Public PhD Defence
Title: Network-Layer Geocast: Geographic Addressing and Routing for Fixed Networks
When: Wednesday, 11th of December at 14:30
Where: Prof. dr. G. Berkhoff-Zaal (Waaier 4)
There is an increasing number of always connected devices in the world, of which many are mobile. A special case of these devices is connected vehicles, which can use their data connectivity to distribute data amongst themselves or even towards the wider Internet. Many of these devices can benefit from location-dependent data. In the case of connected vehicles, examples could be local traffic information, accident notifications and weather information. In general, we can think of specific emergency information for all devices in a certain region. This information could be meant for a single intersection, an entire road or even a city.
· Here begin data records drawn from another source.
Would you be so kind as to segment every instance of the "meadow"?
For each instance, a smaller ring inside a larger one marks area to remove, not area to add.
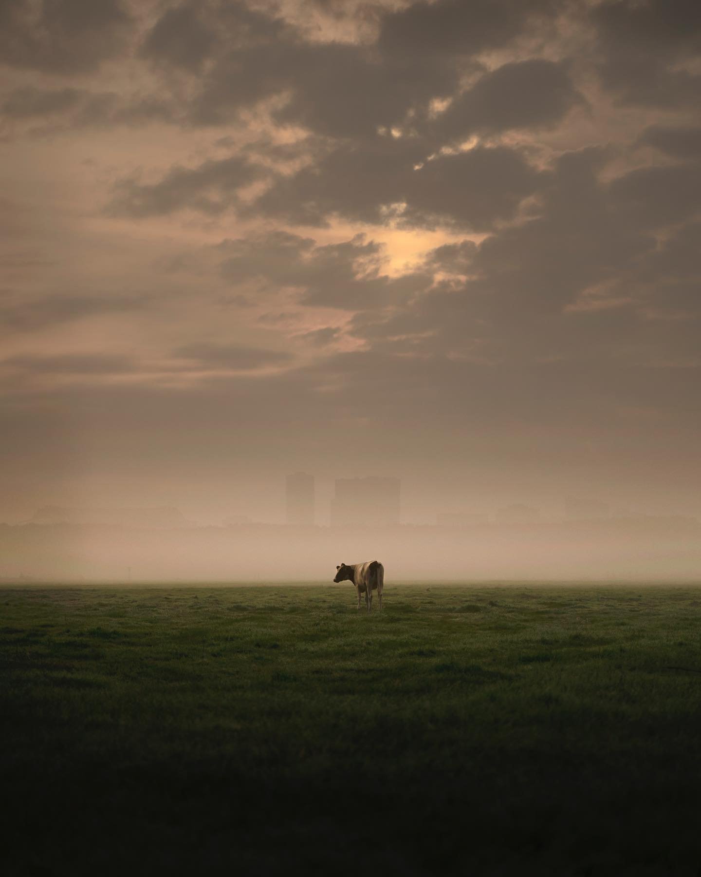
[[[4,587],[7,874],[701,873],[701,588]]]

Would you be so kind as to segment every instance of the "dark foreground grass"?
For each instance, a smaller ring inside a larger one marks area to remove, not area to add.
[[[8,874],[701,873],[701,589],[0,591]]]

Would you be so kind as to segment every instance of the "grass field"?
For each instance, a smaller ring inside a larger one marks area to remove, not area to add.
[[[4,873],[701,873],[701,588],[385,593],[1,590]]]

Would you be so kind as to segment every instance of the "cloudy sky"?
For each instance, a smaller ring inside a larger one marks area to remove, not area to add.
[[[701,513],[700,48],[697,0],[2,0],[0,519],[300,468]]]

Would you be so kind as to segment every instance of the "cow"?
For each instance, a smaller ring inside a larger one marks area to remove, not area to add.
[[[360,595],[365,595],[368,612],[372,609],[372,591],[378,592],[379,608],[382,609],[382,587],[385,584],[385,567],[378,560],[365,563],[342,563],[336,567],[334,581],[352,581],[358,588],[358,608],[360,609]]]

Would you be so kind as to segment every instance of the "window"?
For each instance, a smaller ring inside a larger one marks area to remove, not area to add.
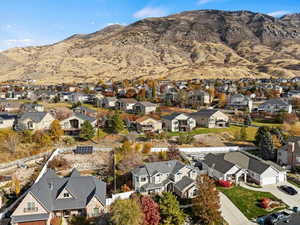
[[[70,198],[70,194],[69,193],[64,193],[64,198]]]

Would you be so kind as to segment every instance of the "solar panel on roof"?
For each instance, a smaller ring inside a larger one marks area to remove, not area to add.
[[[93,146],[77,146],[74,150],[75,154],[92,154]]]

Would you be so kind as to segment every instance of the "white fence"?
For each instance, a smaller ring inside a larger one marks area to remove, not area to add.
[[[106,199],[106,206],[110,206],[114,201],[117,199],[128,199],[130,196],[134,193],[134,191],[129,191],[129,192],[123,192],[123,193],[118,193],[115,195],[112,195],[111,198]]]
[[[239,146],[225,146],[225,147],[192,147],[192,148],[178,148],[184,153],[226,153],[236,151],[255,150],[256,147],[239,147]],[[168,148],[152,148],[152,152],[165,152]]]

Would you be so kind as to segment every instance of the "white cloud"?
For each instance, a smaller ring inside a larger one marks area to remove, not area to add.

Some of the sources of this type of information could be local, but many would be located further in the network, or in a different network altogether.
In today's Internet, location-dependent data is either sent to a host by having the host actively poll for it, or by some sort of central authority (for a specific application) keeping track of the host's location and sending it the relevant data. All of this is achieved by using unicast communication. The result is that hosts close to each other will likely receive identical data, which is transmitted multiple times over the network. If data could be sent to a specific area instead of only to host-specific network addresses, we could reduce the load on the network for this type of communication. It also has the benefit that applications no longer need to keep track of device locations. Sending data to a location is generally referred to as geocast, or geographically scoped broadcast.
In this thesis we research, design and evaluate a system which could enable geocast both within and between networks. We do this in 4 steps: i) We design a addressing system that can address areas anywhere on the planet; ii) we evaluate different forwarding trees for their link usage and fairness when applied to geographically scoped destinations; iii) we design, implement a prototype and evaluate both a path-based and distance-vector-based geographic forwarding algorithm; iv) we design and evaluate a system that can help vehicles forward messages between themselves by using geocast-enabled infrastructure when available.
All of these proposals combined allow a packet to be routed from a source to all devices in a geographic area. This source can also be located in a different network, as our path-based routing proposal can potentially enable inter-network routing. The message could even traverse multiple networks before the networks that actually cover the destination are reached. We hope that all these proposals combined provide the building blocks that will eventually lead to Internet-wide geocast support.